La normativa sulle carte revolving
La storia delle carte di credito revolving affonda le proprie radici nella prima metà del secolo scorso. Nel 1951, la Franklin National Bank emise una “change card” rotativa che può a buon diritto essere considerata come un’antesignana delle moderne carte elettroniche, seguita nel 1958 dalla più evoluta Bankamericard della Bank of America, riservata esclusivamente allo Stato della California. In Italia, la diffusione delle carte revolving è iniziata in sordina soltanto cinquant’anni dopo, agli inizi del nuovo millennio, tanto che per trovare sul mercato la prima offerta dedicata espressamente alle aziende bisogna aspettare sino al 2003, con la “Bpm CartaSi business rateale” emessa sul circuito Mastercard. Da allora, però, si è registrato uno sviluppo rapidissimo di questa peculiare tipologia di monetica: gli operatori si sono andati moltiplicando e il mercato è cresciuto secondo una progressione quasi geometrica.
La storia e la normativa delle carte di credito revolving in Italia sono strettamente connesse; nonostante il ritardo accumulato rispetto alle più evolute controparti statunitensi, infatti, le linee di credito rotative varate dalle banche e dalle società finanziarie vanno a innestarsi su una giurisprudenza ben consolidata nel nostro Paese.

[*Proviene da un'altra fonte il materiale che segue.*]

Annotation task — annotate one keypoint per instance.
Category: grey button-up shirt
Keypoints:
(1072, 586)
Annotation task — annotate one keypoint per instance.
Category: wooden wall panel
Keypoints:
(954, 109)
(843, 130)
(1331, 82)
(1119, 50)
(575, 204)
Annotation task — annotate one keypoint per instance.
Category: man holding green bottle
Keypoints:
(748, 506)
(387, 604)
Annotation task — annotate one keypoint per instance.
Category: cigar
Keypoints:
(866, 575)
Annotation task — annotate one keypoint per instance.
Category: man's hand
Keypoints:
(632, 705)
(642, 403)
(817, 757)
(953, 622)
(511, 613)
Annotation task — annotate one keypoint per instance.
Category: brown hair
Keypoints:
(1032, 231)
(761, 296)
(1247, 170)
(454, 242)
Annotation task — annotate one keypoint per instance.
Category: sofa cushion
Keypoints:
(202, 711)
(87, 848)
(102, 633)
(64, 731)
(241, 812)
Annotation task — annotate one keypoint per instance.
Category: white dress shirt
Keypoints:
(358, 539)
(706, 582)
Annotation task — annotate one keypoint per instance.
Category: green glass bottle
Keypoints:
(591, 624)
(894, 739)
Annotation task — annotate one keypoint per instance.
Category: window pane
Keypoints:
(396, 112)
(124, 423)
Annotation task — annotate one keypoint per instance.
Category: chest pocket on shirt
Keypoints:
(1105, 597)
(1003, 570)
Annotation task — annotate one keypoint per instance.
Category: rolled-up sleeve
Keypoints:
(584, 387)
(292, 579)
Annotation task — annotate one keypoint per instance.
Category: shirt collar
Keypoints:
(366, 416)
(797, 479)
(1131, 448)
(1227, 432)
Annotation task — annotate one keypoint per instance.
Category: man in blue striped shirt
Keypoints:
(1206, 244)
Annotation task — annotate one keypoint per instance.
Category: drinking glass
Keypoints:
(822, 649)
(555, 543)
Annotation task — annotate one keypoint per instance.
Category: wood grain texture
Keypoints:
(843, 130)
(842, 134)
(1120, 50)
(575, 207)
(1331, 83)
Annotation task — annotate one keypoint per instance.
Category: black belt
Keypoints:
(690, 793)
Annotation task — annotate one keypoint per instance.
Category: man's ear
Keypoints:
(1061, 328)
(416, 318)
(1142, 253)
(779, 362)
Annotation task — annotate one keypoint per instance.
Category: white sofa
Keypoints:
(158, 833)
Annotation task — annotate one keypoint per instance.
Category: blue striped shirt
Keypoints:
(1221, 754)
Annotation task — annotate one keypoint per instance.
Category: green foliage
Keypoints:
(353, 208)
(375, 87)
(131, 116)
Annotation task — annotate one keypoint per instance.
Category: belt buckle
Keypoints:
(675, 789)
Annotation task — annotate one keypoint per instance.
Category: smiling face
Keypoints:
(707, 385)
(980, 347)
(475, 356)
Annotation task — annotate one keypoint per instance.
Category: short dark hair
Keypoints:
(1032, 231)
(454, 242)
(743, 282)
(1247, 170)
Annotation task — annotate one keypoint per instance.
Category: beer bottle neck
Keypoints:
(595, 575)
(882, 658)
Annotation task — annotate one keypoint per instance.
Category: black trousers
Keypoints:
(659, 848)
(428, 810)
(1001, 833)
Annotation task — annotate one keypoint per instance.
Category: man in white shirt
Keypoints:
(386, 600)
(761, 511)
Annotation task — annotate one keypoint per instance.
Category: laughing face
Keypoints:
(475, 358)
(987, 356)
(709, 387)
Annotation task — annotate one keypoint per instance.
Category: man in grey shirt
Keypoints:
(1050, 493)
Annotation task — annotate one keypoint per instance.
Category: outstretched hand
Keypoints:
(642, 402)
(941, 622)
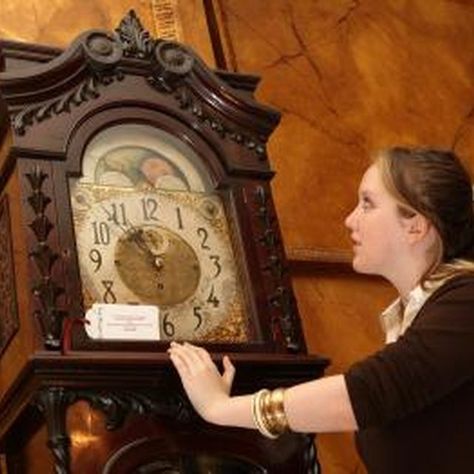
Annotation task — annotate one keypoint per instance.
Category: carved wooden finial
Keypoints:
(135, 39)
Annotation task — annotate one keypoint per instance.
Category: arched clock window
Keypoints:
(151, 230)
(142, 157)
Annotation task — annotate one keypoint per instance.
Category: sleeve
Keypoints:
(434, 357)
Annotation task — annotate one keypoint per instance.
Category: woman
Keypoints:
(412, 403)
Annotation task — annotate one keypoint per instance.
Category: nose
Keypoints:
(349, 222)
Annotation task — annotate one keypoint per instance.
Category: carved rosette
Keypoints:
(281, 300)
(46, 290)
(8, 304)
(102, 52)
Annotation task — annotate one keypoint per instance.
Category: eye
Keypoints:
(366, 204)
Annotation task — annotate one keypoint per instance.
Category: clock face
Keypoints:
(168, 246)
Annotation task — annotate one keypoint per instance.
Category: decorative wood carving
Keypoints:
(8, 302)
(53, 403)
(46, 290)
(118, 405)
(281, 299)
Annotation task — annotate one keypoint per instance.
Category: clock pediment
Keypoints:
(102, 70)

Le norme di riferimento, infatti, sono le stesse del credito al consumo, che trova le proprie basi negli artt. 121-128 del Testo unico delle leggi in materia bancaria e creditizia (Decreto legislativo 385 del primo settembre 1993) e nel decreto del ministero del Tesoro dell’8 luglio 1992. Importanti, per le transazioni elettroniche, anche le leggi in tutela della privacy degli utenti (Dlgs 196 del 2003), mentre i tassi di interesse applicati per la rateizzazione degli acquisti tramite carta di credito revolving non possono superare i limiti stabiliti dalla normativa anti-usura (legge 108 del 1996).